Girls on the Run: Making Health and Wellness Fun

This article is one of a series about community partners supported with a Valley Health Community Impact Grant.

Take fun warm-up exercises and a lap or two of running, add in a pep talk about friendship, wellness, or another tween-friendly topic, and top off with lots of giggles … and you have all the elements that make a local meeting of Girls on the Run (GOTR) a huge success!

“Girls on the Run is a national, nonprofit organization that combines social/emotional learning for girls in grades 3-5 with exercise and friendship -- and the glue that holds it all together is running,” says Allison Major, former Council Director, Girls on the Run of the Shenandoah Valley, which serves girls from Berkeley Springs and Romney in WV to Harrisonburg, VA.

During the weekly sessions, GOTR-trained volunteer coaches offer lessons on peer pressure, choosing friends wisely, anti-bullying, and honoring each person’s uniqueness. The girls also learn about the importance of community, and each group plans a community impact project as a way of giving back.
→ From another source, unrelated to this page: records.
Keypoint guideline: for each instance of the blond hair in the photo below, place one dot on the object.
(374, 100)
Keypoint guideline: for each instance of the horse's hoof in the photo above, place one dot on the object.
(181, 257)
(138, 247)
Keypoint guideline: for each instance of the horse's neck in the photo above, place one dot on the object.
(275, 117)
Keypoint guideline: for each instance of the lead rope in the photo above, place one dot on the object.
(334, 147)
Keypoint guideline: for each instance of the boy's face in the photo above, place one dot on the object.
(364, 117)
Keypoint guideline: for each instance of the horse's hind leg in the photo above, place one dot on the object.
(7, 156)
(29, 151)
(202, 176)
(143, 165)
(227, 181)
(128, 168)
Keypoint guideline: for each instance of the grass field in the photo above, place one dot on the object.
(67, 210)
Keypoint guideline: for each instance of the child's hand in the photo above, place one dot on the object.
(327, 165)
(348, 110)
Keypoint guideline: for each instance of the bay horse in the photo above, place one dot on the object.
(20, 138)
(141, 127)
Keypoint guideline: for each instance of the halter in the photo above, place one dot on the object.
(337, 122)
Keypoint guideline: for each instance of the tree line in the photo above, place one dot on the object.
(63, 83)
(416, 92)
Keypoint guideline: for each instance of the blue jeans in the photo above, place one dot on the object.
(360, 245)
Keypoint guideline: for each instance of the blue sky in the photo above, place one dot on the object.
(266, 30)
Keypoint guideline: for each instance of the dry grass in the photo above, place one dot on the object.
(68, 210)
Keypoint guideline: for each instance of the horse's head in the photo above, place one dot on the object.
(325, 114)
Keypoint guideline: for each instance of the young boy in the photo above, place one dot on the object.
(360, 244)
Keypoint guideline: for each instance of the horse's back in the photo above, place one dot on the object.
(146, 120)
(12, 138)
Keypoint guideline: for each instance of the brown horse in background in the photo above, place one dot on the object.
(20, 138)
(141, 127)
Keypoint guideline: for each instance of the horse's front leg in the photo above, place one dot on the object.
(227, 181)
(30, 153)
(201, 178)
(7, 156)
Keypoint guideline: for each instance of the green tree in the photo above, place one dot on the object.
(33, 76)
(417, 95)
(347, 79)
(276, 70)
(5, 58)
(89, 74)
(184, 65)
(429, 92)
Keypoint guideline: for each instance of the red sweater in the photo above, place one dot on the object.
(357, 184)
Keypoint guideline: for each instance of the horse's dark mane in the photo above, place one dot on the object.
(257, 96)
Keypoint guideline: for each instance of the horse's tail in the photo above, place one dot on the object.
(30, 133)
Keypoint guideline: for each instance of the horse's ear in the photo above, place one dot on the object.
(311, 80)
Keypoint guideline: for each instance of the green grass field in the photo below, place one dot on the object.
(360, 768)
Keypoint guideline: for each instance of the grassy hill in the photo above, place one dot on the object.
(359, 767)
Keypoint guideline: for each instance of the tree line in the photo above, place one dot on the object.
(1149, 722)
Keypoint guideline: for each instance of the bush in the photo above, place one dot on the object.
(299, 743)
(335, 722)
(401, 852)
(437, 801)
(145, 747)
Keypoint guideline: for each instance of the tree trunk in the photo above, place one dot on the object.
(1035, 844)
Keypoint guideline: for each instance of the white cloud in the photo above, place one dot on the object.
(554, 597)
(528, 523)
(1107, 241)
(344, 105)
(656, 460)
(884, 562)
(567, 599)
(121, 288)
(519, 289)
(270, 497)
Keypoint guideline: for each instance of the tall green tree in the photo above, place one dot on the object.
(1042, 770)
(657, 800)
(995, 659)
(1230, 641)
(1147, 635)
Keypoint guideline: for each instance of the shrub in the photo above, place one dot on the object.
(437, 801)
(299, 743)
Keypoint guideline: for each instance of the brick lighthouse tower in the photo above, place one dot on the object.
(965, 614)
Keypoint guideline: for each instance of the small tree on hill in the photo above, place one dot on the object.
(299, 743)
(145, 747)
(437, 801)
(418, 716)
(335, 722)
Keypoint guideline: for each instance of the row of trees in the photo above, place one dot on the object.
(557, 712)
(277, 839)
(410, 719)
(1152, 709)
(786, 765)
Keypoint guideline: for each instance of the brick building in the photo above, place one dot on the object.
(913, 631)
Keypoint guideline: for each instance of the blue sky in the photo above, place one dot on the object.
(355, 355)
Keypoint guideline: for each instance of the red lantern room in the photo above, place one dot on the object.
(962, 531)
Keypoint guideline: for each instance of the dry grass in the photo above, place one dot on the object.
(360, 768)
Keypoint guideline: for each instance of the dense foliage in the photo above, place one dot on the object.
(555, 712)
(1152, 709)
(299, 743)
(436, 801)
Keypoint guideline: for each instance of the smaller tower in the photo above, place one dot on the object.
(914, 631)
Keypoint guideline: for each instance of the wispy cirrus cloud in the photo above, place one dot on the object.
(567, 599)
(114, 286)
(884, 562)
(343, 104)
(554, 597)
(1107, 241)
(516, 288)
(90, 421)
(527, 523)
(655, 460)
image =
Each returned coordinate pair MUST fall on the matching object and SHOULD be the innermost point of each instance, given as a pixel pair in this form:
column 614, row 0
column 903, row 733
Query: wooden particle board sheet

Of course, all of the “serious stuff” is presented in an engaging and fun manner, with lots of physical fitness activities – including running -- mixed in.

Finally, to celebrate each successful program year, the Shenandoah Valley Council holds two 5k’s at the end of each season, one in Winchester and one in Harrisonburg, where hundreds of local girls participate with their “running buddy”. Running Buddies are adults (family members, friends, teaches, coaches, community volunteers) who run the whole 5k with their girl to encourage them and keep them safe on the course. This event offers every participant the chance to achieve a new “personal best” in ability, endurance … and self-esteem. The Girls on the Run 5k’s are open to the public and are fun, family-friendly, feel-good events that help generate funds for future scholarships for girls.
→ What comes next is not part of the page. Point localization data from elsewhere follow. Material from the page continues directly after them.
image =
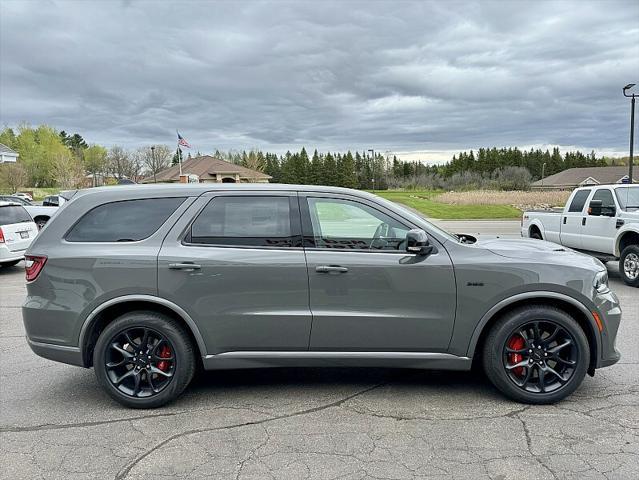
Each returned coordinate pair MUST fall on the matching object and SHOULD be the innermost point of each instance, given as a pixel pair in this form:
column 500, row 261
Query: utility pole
column 632, row 127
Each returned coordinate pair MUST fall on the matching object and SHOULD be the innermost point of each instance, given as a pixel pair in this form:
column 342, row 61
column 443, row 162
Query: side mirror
column 417, row 242
column 594, row 208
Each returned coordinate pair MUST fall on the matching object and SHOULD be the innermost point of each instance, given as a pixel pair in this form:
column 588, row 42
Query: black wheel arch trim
column 88, row 322
column 535, row 295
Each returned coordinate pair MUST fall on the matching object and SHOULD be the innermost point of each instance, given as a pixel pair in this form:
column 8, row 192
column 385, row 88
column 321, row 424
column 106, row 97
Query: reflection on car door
column 573, row 220
column 239, row 270
column 598, row 234
column 366, row 292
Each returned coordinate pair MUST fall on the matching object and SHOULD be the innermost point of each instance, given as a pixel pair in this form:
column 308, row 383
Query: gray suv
column 145, row 283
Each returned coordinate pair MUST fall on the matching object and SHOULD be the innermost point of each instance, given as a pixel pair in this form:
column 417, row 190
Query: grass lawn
column 424, row 203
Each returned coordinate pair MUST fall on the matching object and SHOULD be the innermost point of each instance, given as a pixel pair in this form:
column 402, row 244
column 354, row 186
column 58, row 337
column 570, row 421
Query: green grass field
column 423, row 202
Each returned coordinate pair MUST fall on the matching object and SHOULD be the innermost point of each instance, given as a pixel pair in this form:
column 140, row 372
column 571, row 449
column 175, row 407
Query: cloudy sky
column 399, row 76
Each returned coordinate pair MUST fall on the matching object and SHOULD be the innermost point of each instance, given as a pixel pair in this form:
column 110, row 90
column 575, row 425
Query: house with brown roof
column 578, row 177
column 208, row 169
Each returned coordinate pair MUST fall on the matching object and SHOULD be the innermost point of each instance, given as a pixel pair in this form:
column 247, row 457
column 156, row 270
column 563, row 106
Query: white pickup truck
column 602, row 220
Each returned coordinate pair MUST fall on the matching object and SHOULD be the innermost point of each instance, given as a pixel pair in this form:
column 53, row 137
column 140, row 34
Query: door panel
column 573, row 218
column 242, row 297
column 598, row 235
column 384, row 302
column 366, row 292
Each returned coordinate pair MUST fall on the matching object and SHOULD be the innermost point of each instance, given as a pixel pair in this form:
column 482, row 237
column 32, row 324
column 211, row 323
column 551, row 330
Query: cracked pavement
column 313, row 423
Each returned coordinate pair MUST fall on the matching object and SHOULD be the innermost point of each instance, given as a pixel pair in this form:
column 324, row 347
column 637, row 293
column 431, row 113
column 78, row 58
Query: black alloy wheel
column 140, row 362
column 144, row 359
column 540, row 356
column 536, row 354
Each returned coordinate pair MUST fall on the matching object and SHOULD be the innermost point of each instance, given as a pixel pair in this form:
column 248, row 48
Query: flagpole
column 179, row 155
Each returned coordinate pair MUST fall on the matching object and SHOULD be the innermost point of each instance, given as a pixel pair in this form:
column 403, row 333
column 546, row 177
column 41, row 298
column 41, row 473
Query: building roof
column 206, row 167
column 4, row 150
column 576, row 176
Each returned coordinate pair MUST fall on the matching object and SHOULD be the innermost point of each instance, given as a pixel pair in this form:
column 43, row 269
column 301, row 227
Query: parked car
column 26, row 196
column 143, row 283
column 14, row 199
column 17, row 231
column 602, row 220
column 53, row 201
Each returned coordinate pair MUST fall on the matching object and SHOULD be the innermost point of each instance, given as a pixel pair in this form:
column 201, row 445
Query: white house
column 7, row 155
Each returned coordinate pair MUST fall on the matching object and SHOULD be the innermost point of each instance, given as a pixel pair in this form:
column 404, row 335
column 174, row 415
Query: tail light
column 33, row 266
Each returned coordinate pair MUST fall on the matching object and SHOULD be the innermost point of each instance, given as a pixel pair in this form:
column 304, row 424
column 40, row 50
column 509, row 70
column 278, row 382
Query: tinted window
column 347, row 225
column 605, row 196
column 251, row 221
column 125, row 221
column 579, row 200
column 13, row 214
column 628, row 197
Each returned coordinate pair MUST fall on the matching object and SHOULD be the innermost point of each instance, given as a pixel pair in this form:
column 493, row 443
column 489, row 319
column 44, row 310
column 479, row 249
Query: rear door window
column 125, row 221
column 579, row 200
column 262, row 221
column 14, row 214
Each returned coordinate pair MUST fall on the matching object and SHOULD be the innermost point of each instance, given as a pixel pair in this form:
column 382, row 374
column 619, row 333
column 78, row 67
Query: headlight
column 601, row 282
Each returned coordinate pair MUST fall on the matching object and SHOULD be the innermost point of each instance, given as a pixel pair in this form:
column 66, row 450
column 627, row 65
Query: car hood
column 529, row 249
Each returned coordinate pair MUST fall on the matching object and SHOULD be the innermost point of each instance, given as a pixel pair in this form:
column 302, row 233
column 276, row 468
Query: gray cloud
column 389, row 75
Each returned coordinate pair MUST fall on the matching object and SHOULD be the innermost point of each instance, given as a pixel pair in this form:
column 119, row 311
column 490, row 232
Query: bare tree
column 13, row 176
column 155, row 159
column 68, row 171
column 121, row 164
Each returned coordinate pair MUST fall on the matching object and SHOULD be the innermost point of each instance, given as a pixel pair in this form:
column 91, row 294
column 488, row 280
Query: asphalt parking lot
column 313, row 423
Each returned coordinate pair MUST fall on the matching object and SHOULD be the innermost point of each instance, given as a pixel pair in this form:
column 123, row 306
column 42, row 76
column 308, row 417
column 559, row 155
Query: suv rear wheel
column 629, row 265
column 536, row 354
column 144, row 359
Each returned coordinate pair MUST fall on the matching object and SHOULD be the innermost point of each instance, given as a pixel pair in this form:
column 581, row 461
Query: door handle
column 184, row 266
column 330, row 269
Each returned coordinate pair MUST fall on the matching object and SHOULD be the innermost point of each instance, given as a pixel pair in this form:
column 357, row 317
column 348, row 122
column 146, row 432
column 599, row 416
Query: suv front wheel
column 536, row 354
column 144, row 359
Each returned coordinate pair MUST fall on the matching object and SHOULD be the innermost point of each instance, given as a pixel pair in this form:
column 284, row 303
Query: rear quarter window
column 14, row 214
column 124, row 221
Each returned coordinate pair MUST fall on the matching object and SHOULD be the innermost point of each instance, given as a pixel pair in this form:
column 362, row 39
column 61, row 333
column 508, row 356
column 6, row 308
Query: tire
column 144, row 381
column 498, row 363
column 629, row 265
column 10, row 264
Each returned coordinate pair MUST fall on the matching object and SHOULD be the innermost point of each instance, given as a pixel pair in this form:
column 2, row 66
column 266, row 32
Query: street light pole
column 373, row 155
column 632, row 127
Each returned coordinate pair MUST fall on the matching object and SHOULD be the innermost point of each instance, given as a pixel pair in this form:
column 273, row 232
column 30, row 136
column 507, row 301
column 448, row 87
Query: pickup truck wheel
column 144, row 359
column 629, row 265
column 536, row 354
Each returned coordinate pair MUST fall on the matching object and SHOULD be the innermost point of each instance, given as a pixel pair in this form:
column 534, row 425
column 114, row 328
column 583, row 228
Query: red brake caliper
column 165, row 352
column 516, row 342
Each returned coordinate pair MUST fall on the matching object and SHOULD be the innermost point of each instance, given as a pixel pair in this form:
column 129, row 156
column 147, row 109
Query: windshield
column 628, row 197
column 431, row 225
column 11, row 214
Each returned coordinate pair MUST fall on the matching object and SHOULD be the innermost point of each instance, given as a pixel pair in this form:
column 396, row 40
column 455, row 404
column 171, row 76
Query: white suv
column 17, row 231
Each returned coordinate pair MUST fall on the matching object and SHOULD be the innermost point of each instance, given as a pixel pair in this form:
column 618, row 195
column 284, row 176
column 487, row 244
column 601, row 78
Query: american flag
column 182, row 142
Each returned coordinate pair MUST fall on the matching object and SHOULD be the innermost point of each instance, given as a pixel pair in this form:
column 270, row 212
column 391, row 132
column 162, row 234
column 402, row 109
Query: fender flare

“Pre-COVID we had 600-700 girls participating in teams across the region, but when the pandemic impacted our 2020 spring session, the girls took their lessons online,” Major adds. “But last fall we started up again with teams that met 100% virtually and other teams that met in person with socially-distanced meetings held outdoors. We hope to have 18 teams this spring!”
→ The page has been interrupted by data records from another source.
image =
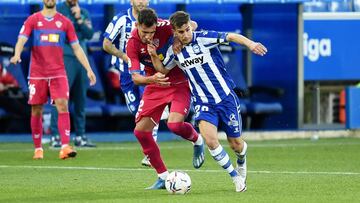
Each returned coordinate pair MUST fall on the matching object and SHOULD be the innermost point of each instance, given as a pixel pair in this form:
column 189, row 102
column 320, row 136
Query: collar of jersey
column 130, row 15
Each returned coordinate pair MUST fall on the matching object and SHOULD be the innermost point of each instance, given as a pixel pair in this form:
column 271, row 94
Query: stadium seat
column 339, row 6
column 356, row 5
column 315, row 6
column 95, row 94
column 256, row 102
column 96, row 103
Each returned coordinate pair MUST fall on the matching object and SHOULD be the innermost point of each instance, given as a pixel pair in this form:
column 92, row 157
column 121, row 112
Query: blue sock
column 220, row 156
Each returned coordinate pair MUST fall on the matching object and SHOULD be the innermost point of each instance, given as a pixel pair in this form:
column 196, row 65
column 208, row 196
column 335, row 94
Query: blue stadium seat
column 356, row 5
column 100, row 107
column 96, row 94
column 315, row 6
column 339, row 6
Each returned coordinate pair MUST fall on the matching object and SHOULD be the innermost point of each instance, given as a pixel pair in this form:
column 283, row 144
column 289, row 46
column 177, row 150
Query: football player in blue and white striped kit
column 115, row 40
column 216, row 104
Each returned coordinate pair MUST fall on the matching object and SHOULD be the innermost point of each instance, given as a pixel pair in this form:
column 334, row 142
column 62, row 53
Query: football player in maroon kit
column 161, row 90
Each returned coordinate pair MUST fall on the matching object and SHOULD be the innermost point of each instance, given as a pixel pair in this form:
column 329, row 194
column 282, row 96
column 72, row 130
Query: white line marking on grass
column 188, row 170
column 187, row 145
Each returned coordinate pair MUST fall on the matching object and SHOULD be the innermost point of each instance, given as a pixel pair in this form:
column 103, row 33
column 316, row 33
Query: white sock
column 222, row 158
column 155, row 131
column 163, row 175
column 199, row 141
column 64, row 145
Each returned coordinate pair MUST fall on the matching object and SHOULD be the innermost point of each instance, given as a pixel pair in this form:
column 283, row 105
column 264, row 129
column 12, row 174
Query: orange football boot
column 38, row 154
column 67, row 152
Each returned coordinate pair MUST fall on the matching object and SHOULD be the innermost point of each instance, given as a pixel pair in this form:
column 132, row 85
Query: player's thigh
column 209, row 132
column 145, row 124
column 59, row 88
column 229, row 117
column 132, row 96
column 151, row 108
column 180, row 102
column 38, row 91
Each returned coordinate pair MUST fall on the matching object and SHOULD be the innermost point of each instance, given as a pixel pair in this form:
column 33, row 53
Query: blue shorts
column 132, row 92
column 225, row 115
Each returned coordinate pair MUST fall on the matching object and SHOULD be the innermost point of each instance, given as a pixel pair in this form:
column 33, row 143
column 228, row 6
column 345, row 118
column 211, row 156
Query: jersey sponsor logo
column 109, row 28
column 54, row 38
column 58, row 24
column 32, row 91
column 192, row 61
column 156, row 42
column 161, row 57
column 163, row 23
column 196, row 48
column 22, row 29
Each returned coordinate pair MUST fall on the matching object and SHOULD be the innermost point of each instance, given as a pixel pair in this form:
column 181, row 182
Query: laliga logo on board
column 316, row 48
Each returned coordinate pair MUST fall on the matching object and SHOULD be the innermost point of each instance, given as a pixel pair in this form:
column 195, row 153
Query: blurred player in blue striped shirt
column 216, row 104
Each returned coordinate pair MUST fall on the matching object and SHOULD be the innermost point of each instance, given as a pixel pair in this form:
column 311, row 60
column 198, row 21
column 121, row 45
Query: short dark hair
column 147, row 17
column 179, row 18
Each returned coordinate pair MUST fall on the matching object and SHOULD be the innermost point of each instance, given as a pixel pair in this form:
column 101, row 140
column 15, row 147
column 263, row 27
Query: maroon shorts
column 39, row 90
column 155, row 99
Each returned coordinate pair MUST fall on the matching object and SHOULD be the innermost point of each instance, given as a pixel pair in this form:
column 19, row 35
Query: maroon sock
column 64, row 127
column 151, row 150
column 36, row 130
column 185, row 130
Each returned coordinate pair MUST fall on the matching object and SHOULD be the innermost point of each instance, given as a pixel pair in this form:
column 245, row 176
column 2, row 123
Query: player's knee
column 212, row 143
column 36, row 110
column 175, row 127
column 61, row 105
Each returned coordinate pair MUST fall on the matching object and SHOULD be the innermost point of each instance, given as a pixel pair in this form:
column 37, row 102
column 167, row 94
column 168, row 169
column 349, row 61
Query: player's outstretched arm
column 156, row 60
column 80, row 55
column 111, row 49
column 255, row 47
column 157, row 78
column 18, row 49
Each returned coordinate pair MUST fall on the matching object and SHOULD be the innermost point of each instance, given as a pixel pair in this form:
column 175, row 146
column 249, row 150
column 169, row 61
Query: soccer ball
column 178, row 182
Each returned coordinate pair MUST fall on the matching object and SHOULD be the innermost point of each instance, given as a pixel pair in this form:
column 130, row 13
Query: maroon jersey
column 48, row 38
column 137, row 52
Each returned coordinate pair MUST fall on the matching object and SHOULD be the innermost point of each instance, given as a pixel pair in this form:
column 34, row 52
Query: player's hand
column 125, row 58
column 177, row 46
column 15, row 59
column 258, row 48
column 160, row 79
column 152, row 50
column 76, row 11
column 91, row 77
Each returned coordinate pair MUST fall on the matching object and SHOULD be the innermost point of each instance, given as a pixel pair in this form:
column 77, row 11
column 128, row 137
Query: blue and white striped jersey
column 204, row 66
column 119, row 30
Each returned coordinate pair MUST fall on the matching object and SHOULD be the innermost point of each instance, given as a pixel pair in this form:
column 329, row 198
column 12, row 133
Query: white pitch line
column 188, row 170
column 182, row 146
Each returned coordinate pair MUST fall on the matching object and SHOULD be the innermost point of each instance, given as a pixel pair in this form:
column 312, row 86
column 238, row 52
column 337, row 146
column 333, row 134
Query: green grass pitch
column 327, row 170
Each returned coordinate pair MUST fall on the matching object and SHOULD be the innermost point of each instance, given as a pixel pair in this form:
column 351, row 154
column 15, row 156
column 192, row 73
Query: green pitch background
column 327, row 170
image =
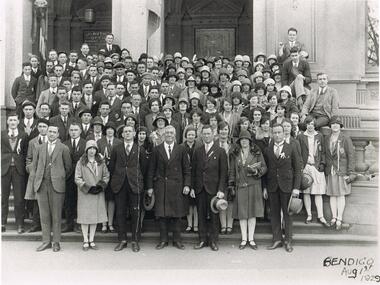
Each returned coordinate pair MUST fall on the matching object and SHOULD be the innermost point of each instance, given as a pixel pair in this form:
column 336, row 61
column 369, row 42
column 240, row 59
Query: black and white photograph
column 189, row 142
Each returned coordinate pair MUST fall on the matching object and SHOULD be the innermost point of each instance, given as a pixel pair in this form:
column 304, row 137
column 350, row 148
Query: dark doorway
column 209, row 27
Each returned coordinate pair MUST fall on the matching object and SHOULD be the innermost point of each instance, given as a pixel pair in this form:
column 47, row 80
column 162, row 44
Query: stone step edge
column 309, row 239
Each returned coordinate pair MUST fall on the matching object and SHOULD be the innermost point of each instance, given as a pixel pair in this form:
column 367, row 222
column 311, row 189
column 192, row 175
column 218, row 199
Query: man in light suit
column 284, row 50
column 48, row 95
column 50, row 167
column 283, row 179
column 322, row 103
column 296, row 74
column 209, row 179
Several Valley Health outreach programs target local youth because our team knows healthy habits developed early often last a lifetime. GOTR’s focus on wellness and exercise makes the organization a natural fit for a VHS Community Impact Grant, ensuring that local teams have resources for scholarships and other projects.

“We never turn away any girl who wishes to participate, even if she can’t afford the registration fee,” Major continues. “Valley Health has been a great supporter of the local organization since 2011, which gives us funding so we are empowered to empower the girls.”